Route information
- Length: 71 mi (114 km)

Major junctions
- South end: Dumfries 55°04′17″N 3°36′39″W﻿ / ﻿55.0714°N 3.6109°W
- North end: Edinburgh 55°56′21″N 3°10′46″W﻿ / ﻿55.9391°N 3.1794°W

Location
- Country: United Kingdom
- Constituent country: Scotland
- Primary destinations: A780 A75 – A74(M) A708 A72 A721 A703 A6094 A766 A720 A772 A700 A7

Road network
- Roads in the United Kingdom; Motorways; A and B road zones;

= A701 road =

Road in Scotland

The A701 is a major road in Scotland that runs from Dumfries to Edinburgh.

==Route==

The A701 leaves Dumfries and travels north to meet the A74(M) east of Beattock. It then passes beneath the A74(M) before continuing to the north-east towards Moffat and ultimately Edinburgh.

The road can be an alternative to the A7 or A702 routes to Edinburgh from the A74(M) and M6. It is signposted as a scenic route to Edinburgh from the motorway. The A701 is popular with motorcyclists and passes close to the edge of the Devil's Beef Tub. It runs also parallel with the former Talla Railway for several miles.

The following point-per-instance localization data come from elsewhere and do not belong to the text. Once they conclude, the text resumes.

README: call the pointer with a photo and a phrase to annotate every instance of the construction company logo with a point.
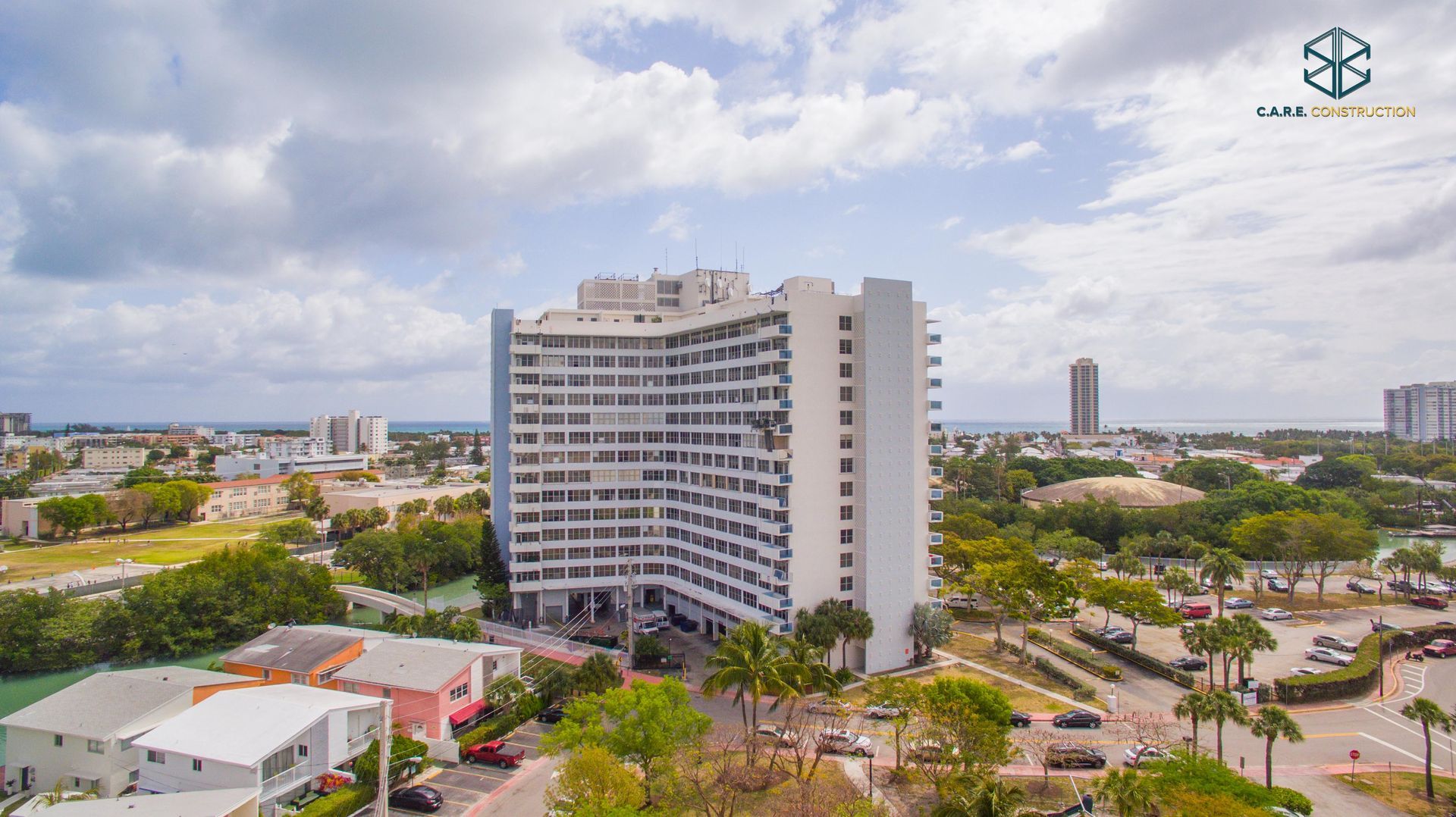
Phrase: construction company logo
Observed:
(1337, 76)
(1343, 67)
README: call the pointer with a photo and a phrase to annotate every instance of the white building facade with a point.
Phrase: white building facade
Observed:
(1421, 412)
(743, 455)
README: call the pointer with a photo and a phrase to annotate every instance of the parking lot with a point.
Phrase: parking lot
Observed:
(466, 784)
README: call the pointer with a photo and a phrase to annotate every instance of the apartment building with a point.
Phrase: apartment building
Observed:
(740, 455)
(1421, 412)
(1085, 401)
(353, 431)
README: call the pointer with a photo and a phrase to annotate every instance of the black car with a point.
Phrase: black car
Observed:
(417, 798)
(1078, 718)
(1075, 756)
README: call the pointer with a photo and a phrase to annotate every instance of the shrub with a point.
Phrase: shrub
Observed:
(341, 803)
(1075, 654)
(1292, 800)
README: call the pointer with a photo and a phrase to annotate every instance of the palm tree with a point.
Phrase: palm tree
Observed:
(1126, 791)
(1220, 565)
(1196, 708)
(1429, 714)
(748, 662)
(1274, 723)
(1222, 706)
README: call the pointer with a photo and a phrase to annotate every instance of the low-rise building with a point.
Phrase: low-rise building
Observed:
(278, 739)
(82, 736)
(437, 685)
(124, 456)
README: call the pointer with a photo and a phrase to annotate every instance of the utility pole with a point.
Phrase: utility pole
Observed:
(382, 796)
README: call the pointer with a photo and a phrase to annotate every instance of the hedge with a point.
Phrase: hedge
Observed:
(1075, 654)
(341, 803)
(1079, 690)
(1362, 675)
(1141, 659)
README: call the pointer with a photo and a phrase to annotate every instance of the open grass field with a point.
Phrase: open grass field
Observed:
(153, 546)
(1405, 791)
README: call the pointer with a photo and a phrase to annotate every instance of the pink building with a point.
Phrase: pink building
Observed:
(436, 685)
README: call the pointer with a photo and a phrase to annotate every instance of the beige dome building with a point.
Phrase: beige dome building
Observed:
(1126, 491)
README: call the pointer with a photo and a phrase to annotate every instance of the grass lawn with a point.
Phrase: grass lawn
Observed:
(1405, 791)
(153, 546)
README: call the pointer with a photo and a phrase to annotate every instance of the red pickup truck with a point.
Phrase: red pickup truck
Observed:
(494, 752)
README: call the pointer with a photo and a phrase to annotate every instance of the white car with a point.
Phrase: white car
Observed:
(1329, 656)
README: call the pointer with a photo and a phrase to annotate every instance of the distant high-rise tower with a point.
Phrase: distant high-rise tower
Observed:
(1085, 412)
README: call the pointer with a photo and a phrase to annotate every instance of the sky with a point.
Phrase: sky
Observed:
(268, 210)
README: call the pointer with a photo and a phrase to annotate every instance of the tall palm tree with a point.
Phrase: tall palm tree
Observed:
(1429, 714)
(750, 665)
(1196, 708)
(1222, 706)
(1126, 791)
(1273, 723)
(1220, 565)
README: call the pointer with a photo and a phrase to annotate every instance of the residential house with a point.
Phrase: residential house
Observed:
(278, 739)
(82, 736)
(437, 685)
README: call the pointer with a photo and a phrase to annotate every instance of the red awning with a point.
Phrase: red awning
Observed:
(466, 712)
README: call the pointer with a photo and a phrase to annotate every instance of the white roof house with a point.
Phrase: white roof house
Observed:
(277, 737)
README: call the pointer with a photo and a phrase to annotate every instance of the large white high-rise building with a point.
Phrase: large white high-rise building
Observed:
(353, 433)
(1421, 412)
(743, 455)
(1087, 417)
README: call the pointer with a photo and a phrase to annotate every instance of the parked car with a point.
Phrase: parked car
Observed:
(845, 742)
(1440, 649)
(1075, 756)
(883, 711)
(1335, 643)
(417, 798)
(1078, 718)
(494, 752)
(1329, 656)
(778, 734)
(1188, 663)
(1138, 753)
(830, 706)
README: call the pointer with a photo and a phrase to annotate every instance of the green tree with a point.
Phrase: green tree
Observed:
(1429, 714)
(593, 782)
(644, 725)
(1273, 723)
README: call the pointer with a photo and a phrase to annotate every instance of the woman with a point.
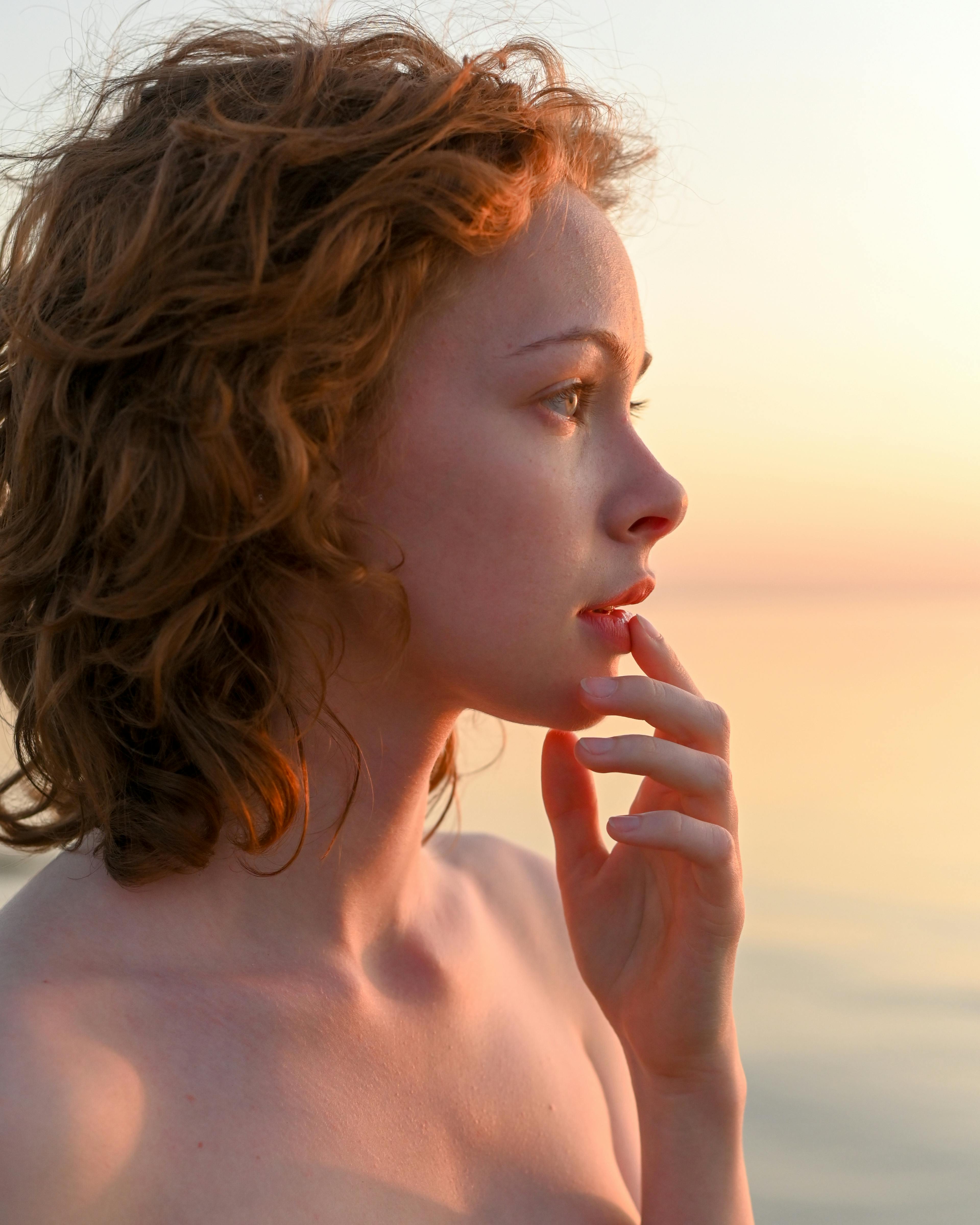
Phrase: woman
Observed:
(319, 350)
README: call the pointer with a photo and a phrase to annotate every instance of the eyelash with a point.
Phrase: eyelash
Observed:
(585, 391)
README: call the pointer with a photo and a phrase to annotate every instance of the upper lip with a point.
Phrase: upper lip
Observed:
(635, 595)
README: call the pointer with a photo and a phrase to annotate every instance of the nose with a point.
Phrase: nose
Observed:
(648, 506)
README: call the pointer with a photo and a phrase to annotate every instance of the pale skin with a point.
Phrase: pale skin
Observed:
(453, 1033)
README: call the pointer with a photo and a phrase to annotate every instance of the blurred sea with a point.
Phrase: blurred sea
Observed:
(855, 723)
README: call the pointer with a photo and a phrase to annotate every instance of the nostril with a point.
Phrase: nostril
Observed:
(652, 526)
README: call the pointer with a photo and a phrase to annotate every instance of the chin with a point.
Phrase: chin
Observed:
(555, 705)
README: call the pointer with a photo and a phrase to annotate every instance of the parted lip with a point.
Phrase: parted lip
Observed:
(635, 595)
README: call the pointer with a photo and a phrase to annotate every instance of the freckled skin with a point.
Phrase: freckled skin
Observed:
(391, 1033)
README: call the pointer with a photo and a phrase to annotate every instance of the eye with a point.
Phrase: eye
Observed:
(568, 401)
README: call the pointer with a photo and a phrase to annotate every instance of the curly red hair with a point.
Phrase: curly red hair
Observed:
(203, 291)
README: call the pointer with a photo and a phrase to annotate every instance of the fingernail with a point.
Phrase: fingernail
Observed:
(601, 686)
(651, 630)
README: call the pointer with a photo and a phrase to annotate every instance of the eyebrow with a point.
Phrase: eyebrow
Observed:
(606, 340)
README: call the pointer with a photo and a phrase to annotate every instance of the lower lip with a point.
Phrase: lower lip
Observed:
(613, 626)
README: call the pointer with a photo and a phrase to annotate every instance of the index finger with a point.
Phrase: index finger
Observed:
(656, 658)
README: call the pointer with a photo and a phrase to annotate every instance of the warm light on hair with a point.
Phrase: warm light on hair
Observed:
(203, 289)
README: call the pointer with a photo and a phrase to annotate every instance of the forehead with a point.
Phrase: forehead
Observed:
(568, 272)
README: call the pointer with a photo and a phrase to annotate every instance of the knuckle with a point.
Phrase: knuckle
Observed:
(720, 721)
(720, 775)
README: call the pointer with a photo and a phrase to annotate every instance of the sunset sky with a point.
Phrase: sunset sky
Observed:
(810, 268)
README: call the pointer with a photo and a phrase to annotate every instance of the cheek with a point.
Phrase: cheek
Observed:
(497, 545)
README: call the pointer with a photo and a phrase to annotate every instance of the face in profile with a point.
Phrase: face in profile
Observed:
(513, 477)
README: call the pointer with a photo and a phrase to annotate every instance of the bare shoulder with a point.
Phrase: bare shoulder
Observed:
(67, 1099)
(522, 890)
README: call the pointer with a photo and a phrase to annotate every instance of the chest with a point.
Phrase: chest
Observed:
(298, 1107)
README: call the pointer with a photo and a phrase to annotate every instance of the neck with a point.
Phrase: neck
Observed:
(377, 881)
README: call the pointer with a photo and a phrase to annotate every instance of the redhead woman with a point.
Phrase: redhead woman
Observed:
(318, 352)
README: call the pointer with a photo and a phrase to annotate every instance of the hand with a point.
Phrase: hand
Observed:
(655, 924)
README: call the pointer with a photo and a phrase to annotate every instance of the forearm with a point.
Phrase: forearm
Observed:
(691, 1141)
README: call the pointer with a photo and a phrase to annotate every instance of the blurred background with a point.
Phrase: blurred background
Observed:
(810, 271)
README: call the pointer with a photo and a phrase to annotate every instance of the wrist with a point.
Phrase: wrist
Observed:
(711, 1071)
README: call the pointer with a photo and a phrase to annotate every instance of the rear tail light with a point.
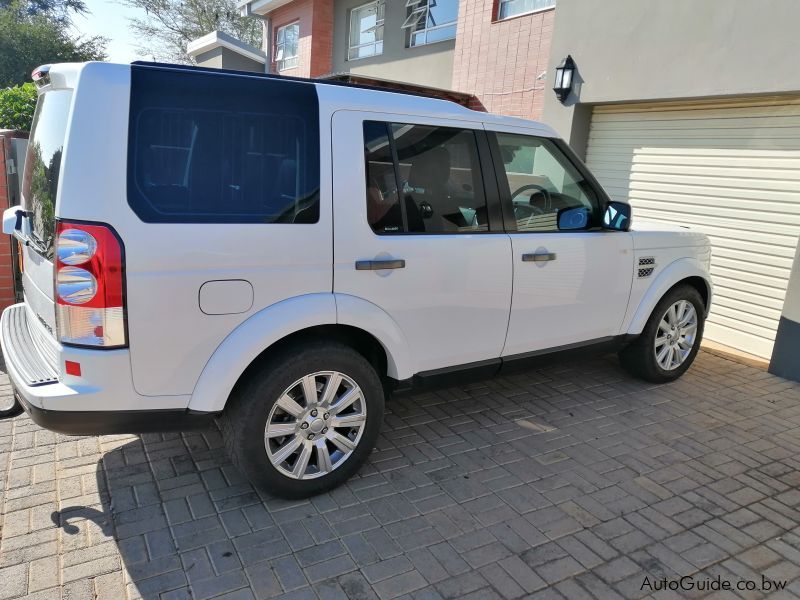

A relief road for a stretch of the A701 running between Penicuik and Edinburgh has a been proposed and is being phased. The decision has been contested for many years, as the bypass will form a bottle neck back into the current road, and also will cut through an important wildlife corridor, a woodland which is a Site of Special Scientific Interest.